To date, no clinical data are available on the efficacy and safety of TSG therapy for thyroid cancer management. The current knowledge on TSG-based therapy for this cancer is mainly based on preclinical studies. Thus, it is necessary to set up clinical studies with a large number of participants to accurately evaluate the effectiveness and safety profiles of TSG-based therapy for thyroid cancer. Moreover, comprehensive studies with large sample sizes should be carried out to identify other TSG gene alterations and pathological mutations in thyroid cancer using next-generation sequencing. The data acquired by this method can be used for screening, diagnosis, and prognosis purposes, leading to better clinical decision-making and the early management of patients with thyroid cancer.

7. Conclusions

TSG expression and function can be directly and indirectly inhibited through several mechanisms. Understanding TSG inactivation mechanisms and the signaling pathways aberrantly activated upon TSG inhibition in pathological conditions expands our knowledge on thyroid cancer initiation and progression and can help to develop novel targeted therapies.

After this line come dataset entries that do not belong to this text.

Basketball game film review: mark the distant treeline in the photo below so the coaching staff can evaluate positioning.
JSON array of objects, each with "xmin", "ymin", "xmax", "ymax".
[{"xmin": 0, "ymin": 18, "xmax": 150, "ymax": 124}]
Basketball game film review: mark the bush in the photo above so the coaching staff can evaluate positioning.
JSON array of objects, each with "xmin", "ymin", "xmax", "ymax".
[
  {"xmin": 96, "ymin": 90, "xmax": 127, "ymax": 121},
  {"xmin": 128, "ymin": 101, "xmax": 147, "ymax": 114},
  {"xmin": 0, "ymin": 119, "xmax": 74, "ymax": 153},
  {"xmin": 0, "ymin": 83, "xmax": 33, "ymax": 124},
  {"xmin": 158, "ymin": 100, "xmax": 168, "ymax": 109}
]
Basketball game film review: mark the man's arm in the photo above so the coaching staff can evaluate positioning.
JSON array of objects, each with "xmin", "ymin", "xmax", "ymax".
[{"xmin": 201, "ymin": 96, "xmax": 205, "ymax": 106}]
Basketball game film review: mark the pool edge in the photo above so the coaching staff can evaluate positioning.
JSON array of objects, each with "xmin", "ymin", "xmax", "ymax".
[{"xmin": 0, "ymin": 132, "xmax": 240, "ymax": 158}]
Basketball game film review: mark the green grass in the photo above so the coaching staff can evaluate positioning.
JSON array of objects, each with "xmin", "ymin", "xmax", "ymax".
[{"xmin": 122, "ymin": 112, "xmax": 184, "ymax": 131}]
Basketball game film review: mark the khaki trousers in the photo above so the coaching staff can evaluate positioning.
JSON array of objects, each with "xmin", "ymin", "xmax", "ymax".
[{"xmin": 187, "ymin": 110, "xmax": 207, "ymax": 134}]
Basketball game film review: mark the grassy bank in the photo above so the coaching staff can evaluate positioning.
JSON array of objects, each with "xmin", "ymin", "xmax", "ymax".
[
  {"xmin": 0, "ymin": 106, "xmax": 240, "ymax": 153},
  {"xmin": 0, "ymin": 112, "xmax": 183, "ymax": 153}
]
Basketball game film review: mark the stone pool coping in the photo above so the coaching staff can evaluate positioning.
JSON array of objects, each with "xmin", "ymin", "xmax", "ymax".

To date, several altered TSGs related to thyroid cancer have been reported, as listed in this review. However, the current knowledge on the potential roles of TSGs and their alterations at various stages of thyroid cancer is not sufficient. A variety of sensitive and specific methodologies have been developed to identify alterations of these genes and their protein products. Taken together, all TSGs mentioned in this review article have the potential to become predictive, prognostic, diagnostic, and therapeutic markers for thyroid cancer.